Nel tempo non erano mancate forze intellettuali disponibili ad aiutare la Dc nella trasformazione. Ai democristiani sarebbe bastato leggere I liberal cristiani di Alberto Pasolini Zanelli, inviato del «Giornale». Alla fine degli anni Settanta, Pasolini Zanelli indicò lucidamente la via della salvezza della Dc. Il suo libro raccontava i successi e le sconfitte dei partiti cattolici europei, ed esortava la Dc a evitare l’epilogo del Mrp francese o della Dc spagnola: entrambi questi partiti erano stati soppiantati dalle destre, a differenza della Cdu tedesca e di altri partiti europei, che avevano incorniciato l’ispirazione cristiana in un quadro liberal-democratico.

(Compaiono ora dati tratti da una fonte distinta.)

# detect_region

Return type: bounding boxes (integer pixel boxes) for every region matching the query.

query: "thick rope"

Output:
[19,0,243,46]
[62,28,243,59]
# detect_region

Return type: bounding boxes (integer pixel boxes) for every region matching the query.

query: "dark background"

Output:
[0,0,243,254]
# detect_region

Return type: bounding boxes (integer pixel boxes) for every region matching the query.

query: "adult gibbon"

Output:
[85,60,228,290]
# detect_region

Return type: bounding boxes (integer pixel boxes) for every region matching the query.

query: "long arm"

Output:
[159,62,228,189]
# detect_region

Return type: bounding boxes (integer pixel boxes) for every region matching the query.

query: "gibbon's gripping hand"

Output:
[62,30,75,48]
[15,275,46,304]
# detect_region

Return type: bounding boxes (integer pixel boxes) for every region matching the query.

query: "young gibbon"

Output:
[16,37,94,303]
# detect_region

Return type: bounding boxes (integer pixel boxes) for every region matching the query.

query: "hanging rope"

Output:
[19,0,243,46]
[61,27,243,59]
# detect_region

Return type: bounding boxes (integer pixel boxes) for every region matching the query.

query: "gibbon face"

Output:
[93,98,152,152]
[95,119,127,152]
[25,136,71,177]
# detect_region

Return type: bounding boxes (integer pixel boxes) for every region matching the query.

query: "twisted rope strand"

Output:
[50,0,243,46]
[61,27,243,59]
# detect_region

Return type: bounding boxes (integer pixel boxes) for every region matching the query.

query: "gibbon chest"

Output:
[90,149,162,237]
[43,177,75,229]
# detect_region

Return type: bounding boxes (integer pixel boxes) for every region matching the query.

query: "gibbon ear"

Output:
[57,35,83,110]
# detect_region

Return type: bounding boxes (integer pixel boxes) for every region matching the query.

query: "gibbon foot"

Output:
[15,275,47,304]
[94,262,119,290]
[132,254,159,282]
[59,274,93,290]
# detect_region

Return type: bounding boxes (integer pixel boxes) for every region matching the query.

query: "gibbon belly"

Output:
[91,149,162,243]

Così Montanelli si esprimeva nella prefazione al libro del suo brillante inviato: «Può sembrare curioso, ma nella corsa alla identità europea i democristiani arrivano buoni ultimi, proprio loro che si rifanno al più europeo di tutti i valori, quello cristiano. Per non uscire perdenti dalla sfida con l’Europa, occorre che il partito democristiano paghi la cambiale dell’Illuminismo e si trasformi in un movimento liberalcristiano senza ambiguità».

Queste cose erano già chiare cinquant’anni fa. Il paradosso della Dc fu di volere l’Europa senza trasformarsi a misura della politica europea e una legge elettorale maggioritaria senza adeguare il partito a essa.

Con queste premesse, non c’è da chiedersi perché la Dc morì nel 1993, ma come fece a durare dal 1976 fino al 1992.